O X rebate resultados de testes da ANPD que acusam sua IA Grok de criar imagens eróticas sem consentimento. A empresa questiona versões usadas e solicita atraso no prazo para ajustes.
Após relatos e denúncias de geração de imagens eróticas envolvendo a inteligência artificial Grok, o X refutou as conclusões da ANPD.
A companhia pediu que o prazo para implementar novas medidas só comece após o detalhamento dos métodos nos testes.
Os órgãos reguladores mantêm a pressão, exigindo aprimoramentos para impedir conteúdos não autorizados.
Empresa X contesta relatório da ANPD e cobra transparência
Conforme informação divulgada pelo g1, a rede social X questiona a metodologia empregada pela Agência Nacional de Proteção de Dados (ANPD) para avaliar o Grok, sua ferramenta de inteligência artificial que teria continuado a gerar imagens sexualizadas sem consenso.
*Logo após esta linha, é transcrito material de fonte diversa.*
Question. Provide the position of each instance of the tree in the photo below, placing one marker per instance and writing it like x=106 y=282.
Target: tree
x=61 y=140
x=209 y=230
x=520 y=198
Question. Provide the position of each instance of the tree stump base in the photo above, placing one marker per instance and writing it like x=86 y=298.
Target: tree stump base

Em nota enviada à agência, o X afirmou que o relatório usado para embasar medidas não especificou a versão da IA testada, os comandos utilizados nem os resultados obtidos.
Além disso, a empresa reforça que o domínio grokimagine.ai, citado nos documentos, não pertence nem tem relação oficial com o serviço Grok oferecido por ela. O X destaca que seu sistema opera nos endereços Grok.com e diretamente em sua rede social, e solicitou a suspensão imediata das restrições caso seja confirmada a geração de imagens em plataformas não oficiais.
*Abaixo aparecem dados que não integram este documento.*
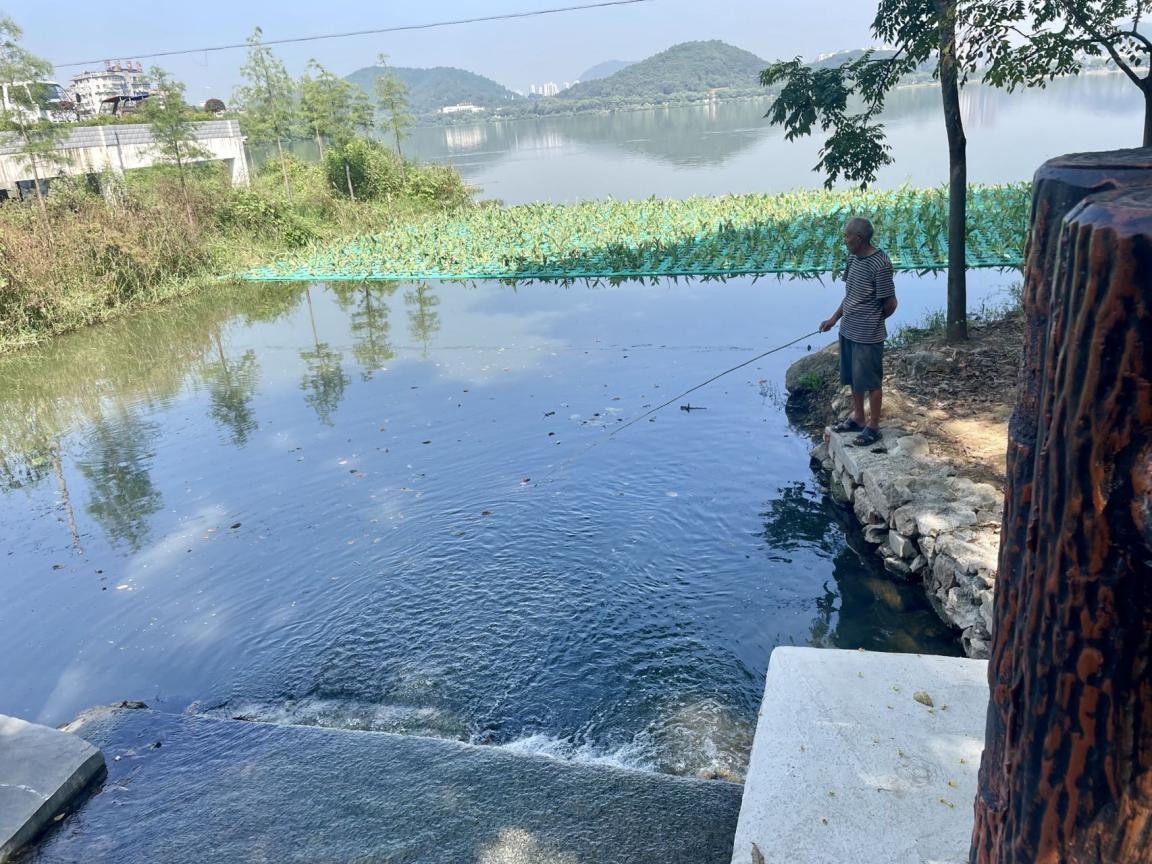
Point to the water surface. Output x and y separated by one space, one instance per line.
396 507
Autoridades mantêm cobrança e anunciam prazos
Em janeiro, a ANPD, junto ao Ministério Público Federal e a Secretaria Nacional do Consumidor, estabeleceram que o X impedisse a criação de imagens sexualizadas de crianças, adolescentes e adultos sem consentimento via Grok. No entanto, segundo os órgãos, novos testes indicaram que as falhas persistem e que o X ainda não comprovou a efetividade das correções adotadas.
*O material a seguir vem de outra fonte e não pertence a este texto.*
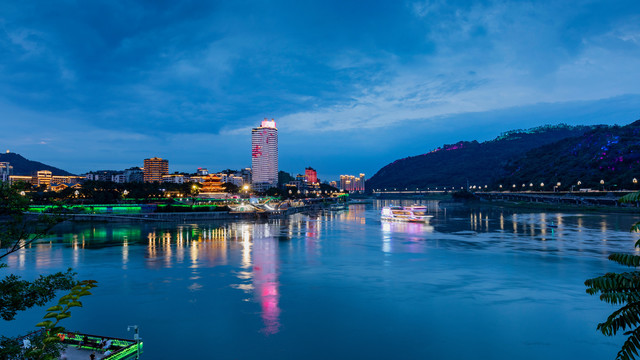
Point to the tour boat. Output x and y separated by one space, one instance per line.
415 213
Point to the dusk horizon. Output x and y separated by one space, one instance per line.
351 87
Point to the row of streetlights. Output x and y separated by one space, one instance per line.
501 187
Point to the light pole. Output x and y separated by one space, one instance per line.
136 337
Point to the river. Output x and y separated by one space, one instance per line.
476 283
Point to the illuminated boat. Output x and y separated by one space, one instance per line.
415 213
Na última quarta-feira, as autoridades deram um prazo de cinco dias úteis para que a empresa implemente mecanismos que bloqueiem essas criações indevidas, sem definir claramente o início da contagem. O descumprimento poderá resultar em multas e ações judiciais.
Denúncias e uso indevido da IA geram tensão
A pressão sobre o X ocorre após milhares de denúncias globais, desde o final de 2025, informando que a ferramenta tem sido usada para adulterar fotos de mulheres em redes sociais, fazendo com que apareçam nuas ou com roupas mínimas falsas. Uma vítima brasileira relatou o efeito traumático causado pela edição indevida.
Testes alternativos mostram resultados divergentes
Relatórios apontam que o domínio grokimagine.ai redireciona a outro site semelhante, que oferece modelos de IA incluindo um denominado ‘Imagine’, alegando usar o Grok, porém sem comprovação oficial de integração. Testes realizados com comandos como “coloque essa pessoa em um biquíni” apresentaram respostas de violação de políticas em um modelo, mas possibilidade de edição em outro modelo não vinculado ao Grok.
Essa disparidade reforça o pedido do X para que as análises sejam mais transparentes e detalhadas, evitando associação indevida a produtos oficiais.